Some further contentions will now be discussed. Appellant complains that testimony was admitted over objection of conversations held with, and statements made by, Cologero Baggesi out of the presence of appellant. The objection was that the testimony would be hearsay and not binding upon her. Assuming this to be true, the testimony was admissible in proving the contract as an admission against interest by one of the parties thereto and it is not to be assumed on appeal that the trial court did not take all these matters into consideration when it made its decision. Appellant further contends that without this so-called hearsay testimony, the judgment lacks support, but this is contrary to the record, since the testimony of respondent as to the making of the contract, as to the participation therein in the first instance by appellant and as to her affirmations thereof after the death
Although acknowledging that an oral contract to transfer an interest in real property will be enforced if there has been substantial part performance (Trout v.

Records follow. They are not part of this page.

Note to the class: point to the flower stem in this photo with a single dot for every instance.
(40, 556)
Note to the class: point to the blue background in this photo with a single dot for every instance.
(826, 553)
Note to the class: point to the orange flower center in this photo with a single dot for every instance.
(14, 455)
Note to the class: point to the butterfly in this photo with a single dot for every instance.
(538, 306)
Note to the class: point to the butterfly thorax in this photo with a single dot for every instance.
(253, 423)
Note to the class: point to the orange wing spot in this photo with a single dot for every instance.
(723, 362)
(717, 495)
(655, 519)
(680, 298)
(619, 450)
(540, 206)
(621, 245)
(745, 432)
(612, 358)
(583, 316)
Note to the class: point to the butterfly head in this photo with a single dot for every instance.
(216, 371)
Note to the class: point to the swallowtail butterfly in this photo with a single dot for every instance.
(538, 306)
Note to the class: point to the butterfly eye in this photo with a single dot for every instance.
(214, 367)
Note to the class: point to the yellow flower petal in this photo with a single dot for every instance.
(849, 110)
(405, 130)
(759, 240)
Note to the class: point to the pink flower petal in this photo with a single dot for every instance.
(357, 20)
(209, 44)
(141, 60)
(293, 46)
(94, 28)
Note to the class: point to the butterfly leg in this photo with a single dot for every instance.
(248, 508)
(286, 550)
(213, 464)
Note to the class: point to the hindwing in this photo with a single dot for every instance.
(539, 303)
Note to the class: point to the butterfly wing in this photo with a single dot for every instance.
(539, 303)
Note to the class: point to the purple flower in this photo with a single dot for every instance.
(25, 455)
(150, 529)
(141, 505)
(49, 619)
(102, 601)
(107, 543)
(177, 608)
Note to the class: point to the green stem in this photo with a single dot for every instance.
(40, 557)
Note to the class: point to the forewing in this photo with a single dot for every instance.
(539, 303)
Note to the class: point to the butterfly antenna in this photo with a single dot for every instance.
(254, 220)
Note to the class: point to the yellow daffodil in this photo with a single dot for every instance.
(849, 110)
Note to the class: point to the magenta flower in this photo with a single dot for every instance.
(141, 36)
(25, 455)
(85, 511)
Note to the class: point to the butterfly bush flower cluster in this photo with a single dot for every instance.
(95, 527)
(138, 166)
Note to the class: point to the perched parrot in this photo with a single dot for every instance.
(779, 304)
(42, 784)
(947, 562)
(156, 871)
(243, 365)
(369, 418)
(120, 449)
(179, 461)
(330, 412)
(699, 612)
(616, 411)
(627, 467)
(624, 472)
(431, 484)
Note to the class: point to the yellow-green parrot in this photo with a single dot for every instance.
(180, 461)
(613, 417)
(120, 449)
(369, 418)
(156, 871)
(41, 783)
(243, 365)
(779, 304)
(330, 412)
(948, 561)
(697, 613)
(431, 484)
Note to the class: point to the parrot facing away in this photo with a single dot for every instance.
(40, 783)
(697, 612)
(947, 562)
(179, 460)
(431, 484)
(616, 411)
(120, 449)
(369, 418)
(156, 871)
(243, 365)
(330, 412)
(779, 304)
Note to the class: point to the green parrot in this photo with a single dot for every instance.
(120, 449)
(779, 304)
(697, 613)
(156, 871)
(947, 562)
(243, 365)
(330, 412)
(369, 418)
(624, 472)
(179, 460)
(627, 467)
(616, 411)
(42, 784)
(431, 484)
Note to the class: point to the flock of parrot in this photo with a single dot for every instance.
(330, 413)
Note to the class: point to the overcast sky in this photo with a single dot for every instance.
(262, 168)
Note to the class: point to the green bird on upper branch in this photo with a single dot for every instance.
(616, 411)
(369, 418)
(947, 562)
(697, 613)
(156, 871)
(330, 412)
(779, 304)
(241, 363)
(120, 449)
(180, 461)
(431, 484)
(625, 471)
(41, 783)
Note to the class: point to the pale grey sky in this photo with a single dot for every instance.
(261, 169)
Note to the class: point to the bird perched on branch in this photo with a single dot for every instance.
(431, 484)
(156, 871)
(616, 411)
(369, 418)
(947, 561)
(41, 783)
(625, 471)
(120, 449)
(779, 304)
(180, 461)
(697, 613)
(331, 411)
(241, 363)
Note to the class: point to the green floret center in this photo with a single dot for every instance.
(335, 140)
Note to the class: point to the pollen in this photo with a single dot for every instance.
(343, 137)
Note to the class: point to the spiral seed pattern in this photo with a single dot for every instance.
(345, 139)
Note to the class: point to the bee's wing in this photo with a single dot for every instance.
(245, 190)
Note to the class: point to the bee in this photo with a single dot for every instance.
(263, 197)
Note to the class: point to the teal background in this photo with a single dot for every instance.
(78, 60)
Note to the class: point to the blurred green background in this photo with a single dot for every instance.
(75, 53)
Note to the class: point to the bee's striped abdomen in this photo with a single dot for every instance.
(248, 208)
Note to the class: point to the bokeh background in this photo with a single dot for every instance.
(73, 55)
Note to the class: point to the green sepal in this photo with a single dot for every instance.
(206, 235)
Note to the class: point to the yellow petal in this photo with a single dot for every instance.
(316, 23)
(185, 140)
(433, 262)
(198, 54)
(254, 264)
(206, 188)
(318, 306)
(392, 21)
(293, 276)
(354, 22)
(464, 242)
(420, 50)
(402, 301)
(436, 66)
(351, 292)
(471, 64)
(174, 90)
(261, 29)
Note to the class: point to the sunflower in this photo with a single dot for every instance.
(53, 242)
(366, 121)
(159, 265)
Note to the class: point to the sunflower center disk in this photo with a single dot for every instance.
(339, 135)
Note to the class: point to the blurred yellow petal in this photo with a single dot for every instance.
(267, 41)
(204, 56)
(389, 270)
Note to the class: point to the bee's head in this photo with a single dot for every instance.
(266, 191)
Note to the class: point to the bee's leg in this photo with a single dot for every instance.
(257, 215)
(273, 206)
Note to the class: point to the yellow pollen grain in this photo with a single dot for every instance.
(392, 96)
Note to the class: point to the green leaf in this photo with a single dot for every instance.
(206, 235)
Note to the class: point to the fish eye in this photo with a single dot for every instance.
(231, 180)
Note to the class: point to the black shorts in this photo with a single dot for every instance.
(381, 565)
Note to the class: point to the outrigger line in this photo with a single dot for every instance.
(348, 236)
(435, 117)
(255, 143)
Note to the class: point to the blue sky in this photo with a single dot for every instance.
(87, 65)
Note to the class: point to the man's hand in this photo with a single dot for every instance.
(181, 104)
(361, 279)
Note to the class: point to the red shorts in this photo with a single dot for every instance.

Ogilvie, 41 Cal.App. 167 [182 P. 333]; Baker v. Bouchard, 122 Cal.App. 708 [10 P.2d 468]; Restatement of Contracts, §197), appellant contends that to come within this exception to the general statute of frauds a party claiming enforcement must show a performance in reliance upon the verbal agreement. But, as we have pointed out, the evidence was full and complete to the effect that for years respondent did perform in reliance upon the agreement and did irrevocably change his position as a consequence of such reliance. It may be stated in addition, in connection with the contention based on the statute of frauds, that the statute was not urged in demurrer, nor pleaded in the answer nor asserted during the course of the trial, and under such circumstances cannot be relied on here. (Aaker v. Smith, 87 Cal.App.2d 36, 43 [196 P.2d 150].) In that case the court said: “But defendants are in no legal position to raise the point. The complaint alleged that the agreement was oral. [The same is true here.] Defendants failed to demur, nor did they plead the statute of frauds in their answer. When the oral testimony was introduced they made no objection. They now seek to raise the defense of the statute of frauds for the first time on appeal. Under such circumstances they must be deemed to have waived the defense.”
No other contentions require specific treatment.
The judgment is affirmed.
Adams, P. J., and Peek, J., concurred.